Written by: Emily Gaynor



Time to read 3 min

Theresa Drapkin is an artist who utilizes vibrant patterns and ephemeral inspirations to create pieces that celebrate the beautiful yet fleeting moments of daily life. Her adventures have taken her from New York City, to the Hudson Valley, and now to Palm Beach, inspiring her effervescent pastel paintings along the way. Her latest collection for Clove & Creek, on view now at the Provincetown location and online, combines floral and nautical references to capture the spirit of summer in her trademark style. 

"It ignited me to start making a ton of artwork and not critique it" – Theresa Drapkin

It was during her graduate studies in graphic design that Theresa discovered the potential of hard pastels, her chosen medium. "I started working with them and fell in love, and because I am not trained in painting, I subverted their use a little bit. Instead of blending the pastels, which is what historically artists use them for, I don't blend at all, so it's more of a graphic effect."

"I started working with [pastels] and fell in love, and because I am not trained in painting, I subverted their use a little bit. "

Calling upon her lifelong love of collage and graphic design training, she carefully lays out her compositions before setting to work on each piece. Her source material is as varied as her influences, ranging from interior design magazines to nature books to her own visual journal, where she has been collecting imagery since 2013. "I basically cut things out of newspapers, magazines, art show catalogs that I go to, anything I love, I just stick in there."

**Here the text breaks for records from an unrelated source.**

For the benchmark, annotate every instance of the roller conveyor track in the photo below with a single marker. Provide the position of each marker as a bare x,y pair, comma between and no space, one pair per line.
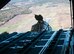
59,44
36,43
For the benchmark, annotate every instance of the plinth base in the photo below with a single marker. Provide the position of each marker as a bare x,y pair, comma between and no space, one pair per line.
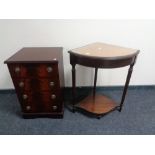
98,106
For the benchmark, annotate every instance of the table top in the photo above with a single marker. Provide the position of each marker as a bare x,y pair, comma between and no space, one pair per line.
36,54
103,50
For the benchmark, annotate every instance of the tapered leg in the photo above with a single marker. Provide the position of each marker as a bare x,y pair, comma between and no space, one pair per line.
95,80
73,86
126,86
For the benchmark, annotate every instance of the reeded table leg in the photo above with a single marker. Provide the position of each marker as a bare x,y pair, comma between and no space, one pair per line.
73,86
126,86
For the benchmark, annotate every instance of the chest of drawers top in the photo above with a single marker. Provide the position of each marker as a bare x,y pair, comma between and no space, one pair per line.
36,55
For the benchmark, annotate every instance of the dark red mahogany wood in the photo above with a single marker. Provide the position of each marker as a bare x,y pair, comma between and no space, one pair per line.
97,105
38,77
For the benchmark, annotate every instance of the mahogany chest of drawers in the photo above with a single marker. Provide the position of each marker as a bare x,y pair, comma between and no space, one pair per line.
38,77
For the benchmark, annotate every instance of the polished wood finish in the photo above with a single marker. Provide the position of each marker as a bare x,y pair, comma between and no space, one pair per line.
100,104
100,55
38,77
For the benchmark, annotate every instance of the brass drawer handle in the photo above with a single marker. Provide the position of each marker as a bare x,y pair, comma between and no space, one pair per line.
21,84
49,69
25,96
53,96
52,84
17,69
54,107
28,107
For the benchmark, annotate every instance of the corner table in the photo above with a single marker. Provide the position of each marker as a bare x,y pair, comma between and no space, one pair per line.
100,55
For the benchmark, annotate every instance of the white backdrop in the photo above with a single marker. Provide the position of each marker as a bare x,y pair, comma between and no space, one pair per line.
139,34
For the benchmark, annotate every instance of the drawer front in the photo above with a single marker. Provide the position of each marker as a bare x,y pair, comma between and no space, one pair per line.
42,84
41,102
33,70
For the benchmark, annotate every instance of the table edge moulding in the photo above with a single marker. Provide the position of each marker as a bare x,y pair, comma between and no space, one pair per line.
100,55
38,77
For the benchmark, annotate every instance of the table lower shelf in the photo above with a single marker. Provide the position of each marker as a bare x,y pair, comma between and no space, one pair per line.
98,106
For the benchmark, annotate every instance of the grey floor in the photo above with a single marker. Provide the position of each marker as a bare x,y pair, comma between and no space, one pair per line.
137,117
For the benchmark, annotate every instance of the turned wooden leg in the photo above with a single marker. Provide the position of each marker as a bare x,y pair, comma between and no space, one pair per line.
126,86
73,86
95,80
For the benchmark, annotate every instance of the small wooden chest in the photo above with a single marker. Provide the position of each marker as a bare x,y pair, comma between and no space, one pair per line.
38,76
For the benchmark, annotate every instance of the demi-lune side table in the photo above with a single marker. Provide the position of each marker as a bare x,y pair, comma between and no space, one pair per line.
100,55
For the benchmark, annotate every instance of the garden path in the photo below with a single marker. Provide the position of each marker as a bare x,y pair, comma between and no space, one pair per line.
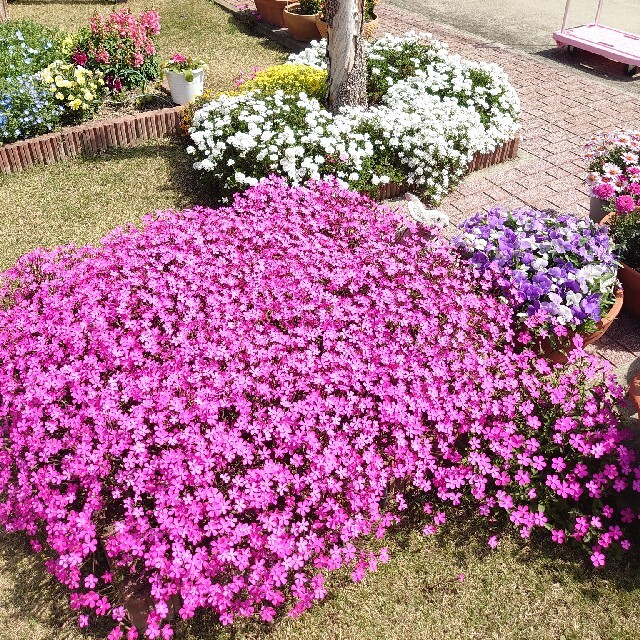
560,109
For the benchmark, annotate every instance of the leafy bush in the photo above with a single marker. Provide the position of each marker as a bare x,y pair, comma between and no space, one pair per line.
76,90
422,130
225,398
27,47
122,47
26,109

In 2014, Theresa moved from New York City to Kingston, New York, where she first began showing her artwork. "There was a woman there. Her name is Renee Darmstadt, and she loved my pieces, but I'd never shown them. She just said, 'I have this warehouse space, and I want you to do a solo show of all your pieces.'" This offer kindled Theresa's creativity, pushing her to make without restraint. "It ignited me to start making a ton of artwork and not critique it, just making it, gathering all these vintage frames, framing it. And I think I had like 25 pieces or something in this first show that I had ever shown my artwork."

Nude and Stripes by Theresa Drapkin

All of Theresa's pieces are housed in antique frames which add dimension and character to the works. "I don't like being wasteful, so it's a good way for me not to buy a brand new frame that has to get manufactured when there are tons of beautiful vintage frames available." For her, the choice of vintage frames isn't just about aesthetics; it's a reflection of her minimalist ethos and her desire to add depth to her artwork. She isn't bothered when the frames show signs of wear and tear; in fact, she embraces it, seeing it as a parallel to the ever-evolving nature of pastels. "I don't mind when the frame is kind of crumbling. I love it. In a way, it mimics what pastel is like. Pastel will never be fully set and I don't use any fixative. So if you see a dusting of pastel that's just natural. I like that it mimics that organic nature of the media." 

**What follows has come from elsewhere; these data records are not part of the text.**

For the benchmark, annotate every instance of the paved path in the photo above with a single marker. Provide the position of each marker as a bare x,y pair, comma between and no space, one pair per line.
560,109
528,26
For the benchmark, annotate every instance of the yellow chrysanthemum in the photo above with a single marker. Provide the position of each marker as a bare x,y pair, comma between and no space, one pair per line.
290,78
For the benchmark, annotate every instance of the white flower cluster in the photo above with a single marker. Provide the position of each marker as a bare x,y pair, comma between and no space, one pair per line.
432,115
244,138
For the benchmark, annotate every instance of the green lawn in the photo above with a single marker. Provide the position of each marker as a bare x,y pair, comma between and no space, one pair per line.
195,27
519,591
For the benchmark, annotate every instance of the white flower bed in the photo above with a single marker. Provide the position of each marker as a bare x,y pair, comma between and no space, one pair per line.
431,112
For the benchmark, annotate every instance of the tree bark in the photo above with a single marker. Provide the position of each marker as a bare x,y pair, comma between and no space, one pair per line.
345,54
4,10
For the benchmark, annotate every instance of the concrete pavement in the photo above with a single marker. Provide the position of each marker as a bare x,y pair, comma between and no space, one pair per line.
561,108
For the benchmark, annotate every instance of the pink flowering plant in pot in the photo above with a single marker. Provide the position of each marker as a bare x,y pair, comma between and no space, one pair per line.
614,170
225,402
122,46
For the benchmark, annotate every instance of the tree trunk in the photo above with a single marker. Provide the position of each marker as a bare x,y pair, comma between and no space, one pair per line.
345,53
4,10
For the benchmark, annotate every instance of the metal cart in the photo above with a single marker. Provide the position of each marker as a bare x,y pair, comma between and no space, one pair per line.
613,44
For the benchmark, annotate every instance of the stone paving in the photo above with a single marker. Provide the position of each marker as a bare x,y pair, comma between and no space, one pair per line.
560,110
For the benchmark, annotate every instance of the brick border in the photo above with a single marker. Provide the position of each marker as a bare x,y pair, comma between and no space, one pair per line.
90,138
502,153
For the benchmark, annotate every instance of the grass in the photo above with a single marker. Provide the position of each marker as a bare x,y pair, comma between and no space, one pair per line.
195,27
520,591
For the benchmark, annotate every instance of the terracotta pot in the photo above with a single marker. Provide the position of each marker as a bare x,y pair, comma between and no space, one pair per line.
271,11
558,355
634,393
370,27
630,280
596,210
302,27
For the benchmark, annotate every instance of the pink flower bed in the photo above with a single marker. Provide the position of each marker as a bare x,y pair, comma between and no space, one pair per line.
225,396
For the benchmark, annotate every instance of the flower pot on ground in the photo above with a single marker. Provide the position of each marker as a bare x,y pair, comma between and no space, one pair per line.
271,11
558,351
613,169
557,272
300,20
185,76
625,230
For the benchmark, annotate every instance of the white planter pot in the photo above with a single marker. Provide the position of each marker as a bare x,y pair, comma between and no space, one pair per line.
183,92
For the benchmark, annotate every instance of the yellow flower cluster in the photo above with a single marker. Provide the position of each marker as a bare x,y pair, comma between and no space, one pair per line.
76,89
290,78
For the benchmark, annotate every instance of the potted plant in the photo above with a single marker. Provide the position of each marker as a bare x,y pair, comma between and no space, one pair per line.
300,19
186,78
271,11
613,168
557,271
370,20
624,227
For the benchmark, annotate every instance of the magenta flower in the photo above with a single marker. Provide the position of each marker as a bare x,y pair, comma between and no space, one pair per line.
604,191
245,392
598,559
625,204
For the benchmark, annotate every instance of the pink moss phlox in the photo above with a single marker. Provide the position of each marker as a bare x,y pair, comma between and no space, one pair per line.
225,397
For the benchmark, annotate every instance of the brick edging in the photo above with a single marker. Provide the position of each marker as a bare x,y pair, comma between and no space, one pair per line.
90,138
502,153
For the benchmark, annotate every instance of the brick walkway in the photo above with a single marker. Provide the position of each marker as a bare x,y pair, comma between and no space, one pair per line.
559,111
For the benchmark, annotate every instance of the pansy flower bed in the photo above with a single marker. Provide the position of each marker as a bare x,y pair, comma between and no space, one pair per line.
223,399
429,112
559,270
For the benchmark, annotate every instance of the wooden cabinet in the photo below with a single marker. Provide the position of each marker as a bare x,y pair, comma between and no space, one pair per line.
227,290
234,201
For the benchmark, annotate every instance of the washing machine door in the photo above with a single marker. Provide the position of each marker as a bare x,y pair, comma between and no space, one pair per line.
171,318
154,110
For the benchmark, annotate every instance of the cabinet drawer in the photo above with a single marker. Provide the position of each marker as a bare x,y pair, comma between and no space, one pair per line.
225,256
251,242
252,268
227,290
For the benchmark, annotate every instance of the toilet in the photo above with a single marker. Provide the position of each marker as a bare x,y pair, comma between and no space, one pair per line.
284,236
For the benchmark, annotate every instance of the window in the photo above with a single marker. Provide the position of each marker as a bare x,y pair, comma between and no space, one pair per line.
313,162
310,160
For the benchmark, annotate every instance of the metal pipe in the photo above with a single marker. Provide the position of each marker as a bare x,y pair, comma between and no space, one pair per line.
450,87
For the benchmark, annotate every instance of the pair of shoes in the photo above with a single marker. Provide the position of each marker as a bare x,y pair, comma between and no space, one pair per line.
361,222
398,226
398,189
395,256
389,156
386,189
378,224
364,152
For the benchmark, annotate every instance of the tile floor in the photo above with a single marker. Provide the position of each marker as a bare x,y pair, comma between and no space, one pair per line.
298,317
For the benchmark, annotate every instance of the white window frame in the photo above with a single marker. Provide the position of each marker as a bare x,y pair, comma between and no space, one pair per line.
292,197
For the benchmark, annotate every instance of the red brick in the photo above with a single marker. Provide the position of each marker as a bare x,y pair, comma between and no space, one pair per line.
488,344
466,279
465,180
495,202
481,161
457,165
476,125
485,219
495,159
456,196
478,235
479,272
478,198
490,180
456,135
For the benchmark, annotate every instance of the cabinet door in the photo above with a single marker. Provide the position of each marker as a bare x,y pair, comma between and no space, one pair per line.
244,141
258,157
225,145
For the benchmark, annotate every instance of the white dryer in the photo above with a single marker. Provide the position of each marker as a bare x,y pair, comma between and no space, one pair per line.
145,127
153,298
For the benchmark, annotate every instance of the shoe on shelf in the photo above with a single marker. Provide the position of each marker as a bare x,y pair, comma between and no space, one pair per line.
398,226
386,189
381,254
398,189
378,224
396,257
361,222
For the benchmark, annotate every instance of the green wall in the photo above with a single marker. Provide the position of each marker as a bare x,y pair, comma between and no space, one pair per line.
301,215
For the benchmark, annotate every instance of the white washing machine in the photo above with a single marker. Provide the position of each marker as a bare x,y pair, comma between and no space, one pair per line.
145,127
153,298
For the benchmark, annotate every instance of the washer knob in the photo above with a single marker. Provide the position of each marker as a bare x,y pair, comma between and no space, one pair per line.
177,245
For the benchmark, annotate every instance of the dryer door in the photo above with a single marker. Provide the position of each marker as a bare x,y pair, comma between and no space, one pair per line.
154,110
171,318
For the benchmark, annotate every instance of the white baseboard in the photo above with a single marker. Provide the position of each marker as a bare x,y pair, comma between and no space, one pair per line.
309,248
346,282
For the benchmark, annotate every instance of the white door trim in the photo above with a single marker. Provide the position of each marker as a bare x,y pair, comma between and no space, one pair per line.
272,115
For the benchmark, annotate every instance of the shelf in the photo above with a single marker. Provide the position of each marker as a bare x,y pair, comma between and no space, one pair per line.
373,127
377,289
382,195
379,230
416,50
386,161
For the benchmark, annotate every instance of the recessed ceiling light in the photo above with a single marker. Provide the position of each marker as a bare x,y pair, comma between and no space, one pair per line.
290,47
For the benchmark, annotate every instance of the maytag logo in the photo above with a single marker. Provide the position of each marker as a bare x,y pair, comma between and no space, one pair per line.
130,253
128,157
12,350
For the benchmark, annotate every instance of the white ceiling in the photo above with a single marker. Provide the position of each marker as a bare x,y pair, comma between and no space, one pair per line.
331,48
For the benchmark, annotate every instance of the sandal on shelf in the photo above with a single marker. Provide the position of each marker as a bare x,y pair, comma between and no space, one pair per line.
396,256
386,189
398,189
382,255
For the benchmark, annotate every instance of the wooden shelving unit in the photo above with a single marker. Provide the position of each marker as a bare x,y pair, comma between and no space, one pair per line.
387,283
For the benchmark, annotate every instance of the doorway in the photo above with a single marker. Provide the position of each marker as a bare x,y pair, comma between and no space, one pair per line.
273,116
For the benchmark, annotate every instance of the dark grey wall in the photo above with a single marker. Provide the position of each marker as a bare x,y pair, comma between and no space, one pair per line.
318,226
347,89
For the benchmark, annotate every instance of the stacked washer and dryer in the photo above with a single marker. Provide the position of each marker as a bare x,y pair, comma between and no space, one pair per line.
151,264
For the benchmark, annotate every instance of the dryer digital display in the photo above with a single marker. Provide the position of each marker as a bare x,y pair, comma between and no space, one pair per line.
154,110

Not Delphinium and Trompe-l’oiel by Theresa Drapkin

Theresa's surroundings play a crucial role in shaping her work as well. "The plants that were in my paintings when I lived in the Hudson Valley were a lot different than they are now," she notes. During her time in the Hudson Valley, her work showcased seasonal flora such as forsythia and Queen Anne's lace. "Now they lean toward palms and fig leaves and citrus," she says of her current home in Palm Beach, Florida. Her latest collection incorporates influences from her current home and the seaside shores of Provincetown. Highlighting a favorite piece from the show, "Mudroom," Theresa reflects, "It just reminds me of summer, like coming in off the beach or going to the market in the morning. A mud room is just so classic."

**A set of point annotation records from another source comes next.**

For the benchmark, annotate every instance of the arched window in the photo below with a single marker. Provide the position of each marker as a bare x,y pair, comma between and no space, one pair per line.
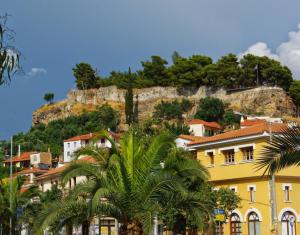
235,224
253,224
288,225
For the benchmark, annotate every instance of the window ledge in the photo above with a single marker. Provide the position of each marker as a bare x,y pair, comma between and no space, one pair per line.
229,164
246,161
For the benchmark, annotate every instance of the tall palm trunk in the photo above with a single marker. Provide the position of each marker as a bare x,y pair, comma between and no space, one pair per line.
69,229
85,227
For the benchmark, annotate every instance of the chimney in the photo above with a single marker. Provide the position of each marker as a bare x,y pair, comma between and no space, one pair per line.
19,150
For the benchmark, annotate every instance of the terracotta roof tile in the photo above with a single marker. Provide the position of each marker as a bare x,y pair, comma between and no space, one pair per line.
23,157
255,122
208,124
190,137
31,170
91,136
58,170
253,130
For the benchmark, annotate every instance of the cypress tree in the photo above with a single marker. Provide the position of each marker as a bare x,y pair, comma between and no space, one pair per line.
136,110
129,100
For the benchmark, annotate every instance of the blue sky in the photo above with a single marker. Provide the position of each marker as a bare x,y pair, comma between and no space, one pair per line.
54,35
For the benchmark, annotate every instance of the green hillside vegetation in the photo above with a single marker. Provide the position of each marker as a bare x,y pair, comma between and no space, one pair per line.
42,137
197,70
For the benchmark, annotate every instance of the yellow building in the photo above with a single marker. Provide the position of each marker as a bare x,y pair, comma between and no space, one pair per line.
230,158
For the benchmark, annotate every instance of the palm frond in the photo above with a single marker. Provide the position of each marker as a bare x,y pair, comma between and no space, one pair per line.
282,151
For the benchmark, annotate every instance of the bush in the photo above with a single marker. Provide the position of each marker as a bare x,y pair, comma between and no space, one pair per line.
210,109
171,110
41,137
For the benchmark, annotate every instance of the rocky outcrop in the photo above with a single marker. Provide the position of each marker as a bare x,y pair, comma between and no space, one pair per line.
271,101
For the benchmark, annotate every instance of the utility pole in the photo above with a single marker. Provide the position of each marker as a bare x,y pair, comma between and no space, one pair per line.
273,193
256,68
10,195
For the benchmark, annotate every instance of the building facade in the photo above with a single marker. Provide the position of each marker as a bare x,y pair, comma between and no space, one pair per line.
75,143
230,158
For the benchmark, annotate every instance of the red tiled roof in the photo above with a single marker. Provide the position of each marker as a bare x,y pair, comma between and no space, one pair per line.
23,157
208,124
189,137
91,136
53,171
255,122
58,170
253,130
31,170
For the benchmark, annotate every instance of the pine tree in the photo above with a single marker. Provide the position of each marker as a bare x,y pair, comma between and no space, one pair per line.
136,110
129,100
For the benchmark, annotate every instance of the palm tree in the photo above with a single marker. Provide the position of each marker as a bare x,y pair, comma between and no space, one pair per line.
130,182
281,152
21,199
133,178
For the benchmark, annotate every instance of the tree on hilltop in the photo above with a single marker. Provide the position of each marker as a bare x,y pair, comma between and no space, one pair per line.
129,106
48,97
9,55
86,76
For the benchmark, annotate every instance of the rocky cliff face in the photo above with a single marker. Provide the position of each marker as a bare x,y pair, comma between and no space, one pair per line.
271,101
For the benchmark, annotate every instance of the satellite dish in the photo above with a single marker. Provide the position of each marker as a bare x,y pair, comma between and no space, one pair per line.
292,220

No matter where life takes her, Theresa's goal is to encapsulate beauty. "I've always been attracted to beautiful things," she admits. "Whether it's the way the light touches the floor, a certain gesture that somebody gives, movie stills...those are all of the things that I love and I want to capture. It's really just taking something I find beautiful and making it a still." Her artwork, then, becomes a way of preserving those fleeting moments, of transforming the transient into the timeless.